Maduro still has control of the military in Venezuela, and according to the New York Times, at least 20 people were killed by pro-government forces this week. Maduro reacted by cutting all ties with the USA and ordering American diplomats to leave the country within 72 hours. He also urged troops to let humanitarian aid that the US has pledged to send and which he has approved in his self-designated role as interim president into the country.

Meanwhile, all eyes were on Guaido whose whereabouts have been a mystery since the 35-year-old was symbolically sworn in Wednesday before tens of thousands of cheering supporters, promising to uphold the constitution and rid Venezuela of Maduro's dictatorship.

In total, more than three million Venezuelans have left the country in the past three years.

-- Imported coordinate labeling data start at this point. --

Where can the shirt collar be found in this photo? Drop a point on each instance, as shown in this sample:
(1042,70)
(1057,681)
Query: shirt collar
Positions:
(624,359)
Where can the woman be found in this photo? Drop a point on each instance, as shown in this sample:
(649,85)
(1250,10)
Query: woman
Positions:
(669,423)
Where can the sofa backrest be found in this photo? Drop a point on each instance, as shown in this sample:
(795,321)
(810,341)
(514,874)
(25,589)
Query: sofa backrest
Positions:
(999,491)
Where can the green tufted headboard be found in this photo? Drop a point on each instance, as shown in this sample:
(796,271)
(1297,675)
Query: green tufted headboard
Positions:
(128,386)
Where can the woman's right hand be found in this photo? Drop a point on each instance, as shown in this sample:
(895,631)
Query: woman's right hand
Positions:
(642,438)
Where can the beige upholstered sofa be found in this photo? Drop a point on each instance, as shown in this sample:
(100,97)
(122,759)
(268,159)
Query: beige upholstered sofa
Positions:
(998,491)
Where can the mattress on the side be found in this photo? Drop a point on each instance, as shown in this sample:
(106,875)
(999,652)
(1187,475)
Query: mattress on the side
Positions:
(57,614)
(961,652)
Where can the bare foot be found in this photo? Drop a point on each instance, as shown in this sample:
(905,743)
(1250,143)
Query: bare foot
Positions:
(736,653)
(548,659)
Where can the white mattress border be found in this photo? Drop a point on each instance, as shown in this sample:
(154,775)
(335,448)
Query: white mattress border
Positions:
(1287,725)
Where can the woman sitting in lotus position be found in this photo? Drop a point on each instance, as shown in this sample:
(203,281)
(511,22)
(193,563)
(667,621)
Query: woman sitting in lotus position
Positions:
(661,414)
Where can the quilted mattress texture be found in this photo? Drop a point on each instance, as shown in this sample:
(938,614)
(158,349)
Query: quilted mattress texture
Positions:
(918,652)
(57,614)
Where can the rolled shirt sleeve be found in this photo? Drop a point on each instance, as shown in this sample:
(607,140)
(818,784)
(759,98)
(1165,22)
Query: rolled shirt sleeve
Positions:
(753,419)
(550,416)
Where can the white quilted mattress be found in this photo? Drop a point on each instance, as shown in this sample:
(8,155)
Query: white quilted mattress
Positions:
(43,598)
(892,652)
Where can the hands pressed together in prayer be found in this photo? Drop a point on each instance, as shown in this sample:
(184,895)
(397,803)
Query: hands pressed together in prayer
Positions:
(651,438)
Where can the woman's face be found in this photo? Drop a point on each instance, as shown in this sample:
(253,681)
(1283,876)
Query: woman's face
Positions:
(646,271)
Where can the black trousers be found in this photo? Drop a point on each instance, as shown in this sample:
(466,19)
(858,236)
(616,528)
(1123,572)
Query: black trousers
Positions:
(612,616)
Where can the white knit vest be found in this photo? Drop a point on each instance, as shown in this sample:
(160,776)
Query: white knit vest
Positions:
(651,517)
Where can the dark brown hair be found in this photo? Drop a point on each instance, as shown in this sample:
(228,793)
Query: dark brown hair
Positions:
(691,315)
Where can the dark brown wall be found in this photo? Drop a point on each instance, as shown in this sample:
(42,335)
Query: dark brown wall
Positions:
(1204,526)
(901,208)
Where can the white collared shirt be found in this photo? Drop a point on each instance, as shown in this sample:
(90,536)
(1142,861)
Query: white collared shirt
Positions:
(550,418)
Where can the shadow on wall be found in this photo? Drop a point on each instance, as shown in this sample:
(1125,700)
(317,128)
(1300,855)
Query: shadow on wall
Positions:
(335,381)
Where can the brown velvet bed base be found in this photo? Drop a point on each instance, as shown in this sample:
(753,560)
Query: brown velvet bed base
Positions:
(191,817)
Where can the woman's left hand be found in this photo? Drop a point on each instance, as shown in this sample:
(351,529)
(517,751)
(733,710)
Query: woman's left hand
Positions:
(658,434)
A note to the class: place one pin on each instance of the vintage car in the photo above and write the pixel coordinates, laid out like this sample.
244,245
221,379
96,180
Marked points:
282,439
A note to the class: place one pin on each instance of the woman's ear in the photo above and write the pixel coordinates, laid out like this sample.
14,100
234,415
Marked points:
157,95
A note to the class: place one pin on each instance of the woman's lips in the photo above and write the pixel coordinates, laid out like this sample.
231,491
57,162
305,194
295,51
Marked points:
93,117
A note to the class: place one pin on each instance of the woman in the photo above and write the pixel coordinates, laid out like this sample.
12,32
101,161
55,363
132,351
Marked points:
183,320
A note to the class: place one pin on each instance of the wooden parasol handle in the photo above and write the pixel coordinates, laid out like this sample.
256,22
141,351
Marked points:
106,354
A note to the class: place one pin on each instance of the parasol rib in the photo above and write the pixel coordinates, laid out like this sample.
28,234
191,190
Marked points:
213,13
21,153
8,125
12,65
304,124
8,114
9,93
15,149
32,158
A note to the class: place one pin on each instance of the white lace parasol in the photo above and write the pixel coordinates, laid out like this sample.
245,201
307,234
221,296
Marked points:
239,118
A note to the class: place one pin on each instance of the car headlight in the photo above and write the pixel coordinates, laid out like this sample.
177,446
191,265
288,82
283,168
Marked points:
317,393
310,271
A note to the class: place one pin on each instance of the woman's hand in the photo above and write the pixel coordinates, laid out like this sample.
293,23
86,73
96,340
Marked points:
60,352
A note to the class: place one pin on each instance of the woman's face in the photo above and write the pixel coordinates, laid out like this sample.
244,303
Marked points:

He was re-elected in 2018 but most of the opposition parties didn't take part so now he's now been challenged by a man called Juan Guaido. "It is more than likely that the Americans will try to transport them to Venezuela through the border with Colombia, but a signal will be required to do that", he said, stressing that hostile acts against USA diplomats could be such a signal.

Guaido has said he needs the backing of three critical groups: The people, the global community and the military.

"They have no authority to carry weapons and to use those weapons outside the Embassy compound", said a former US official who is familiar with the USA presence in Caracas.

Many Venezuelans were looking for Guaido to re-emerge and provide guidance on the opposition's next steps.